Les arbres ont grandi depuis que la cité est sortie des terres à blé, dans les années 60, au siècle dernier. L’homme s’en étonne, se gare sous leur ombrage et continue son chemin à pied. Les parallélépipèdes de béton affichent un bariolage de linge aux balcons, entre les antennes paraboliques.
Des gosses assis sur un muret de descente de cave épient le visiteur avec acuité. Un intrus mais sa dégaine débraillée est rassurante. Il n’a rien d’un assistant social ou d’un éducateur. Quant aux flics, aucun ne se pointe seul dans la cité.
Il fait un signe amical aux gamins, lève les yeux sur les murs ravaudés. Cité de transit qui aurait dû être démolie depuis longtemps mais qui gagne son éternité à raison d’un remaquillage tous les trente ans. On s’installe ici pour quelques mois en attendant des jours meilleurs et quelques décennies plus tard c’est la quille.
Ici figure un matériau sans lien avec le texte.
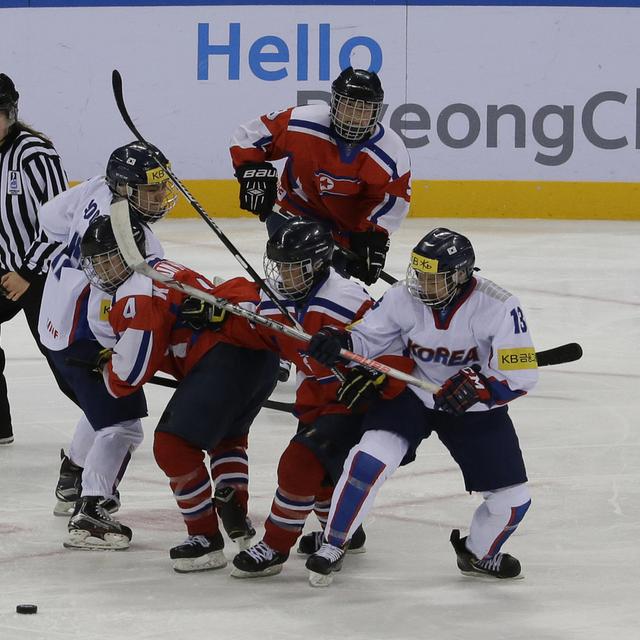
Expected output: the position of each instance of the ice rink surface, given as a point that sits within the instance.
(579, 429)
Les déménageurs en livrée noire vous emportent, vieux chiffon essoré, au fond d’une armoire à poignées.
Bâtiment 9.
Ici a vécu la mère Foucard. Une obèse qui passait son temps sur son balcon étroit, coincée entre deux pots de fleurs sans fleurs, vigie du radeau de la Méduse. Elle attendait le retour de son mari qui s’était tiré, puis de ses enfants placés dans un foyer d’accueil. Un jour, la Foucard est morte d’un arrêt cardiaque, sur son minuscule balcon rouge. Les voisins ne l’ont remarqué que trois jours plus tard. Elle faisait partie de l’architecture. C’était l’époque où la cité sortait des terres à betteraves, quand les pieds-noirs, familles musulmanes et juives, côtoyaient les gens sauvés des quartiers insalubres du vieux Créteil, des bidonvilles de Stains, avant les arrivages d’Afrique noire ou d’ailleurs. A chacun son folklore : photo du pape au-dessus de la télé, thé à la menthe, jilbabs, qamis, boubous éclatants…
Les balcons se succèdent, un peu ragaillardis par la récente réhabilitation de la cité, mercurochrome et bleu de méthylène sur la plaie. La vie grouille encore au creux de la blessure.
Escalier G, bâtiment 4. C’est là.
Sur le pas de la porte défoncée, un gamin hébété est assis dans la pisse de chien. Un autre tire sur un mégot. La fumée chasse un instant l’odeur qui monte du sous sol. Vieilles urines, désinfectant, épluchures pourries. Ce sirop de vie n’a rien d’un nectar.
L’homme retient sa respiration, avise la rangée de boîtes à lettres déglinguées. Graffitis, tags, insultes, cœurs percés, violés par des phallus surhumains.
Aucun nom connu de lui.
Il faut croire que le monde enfoui en lui n’a jamais existé.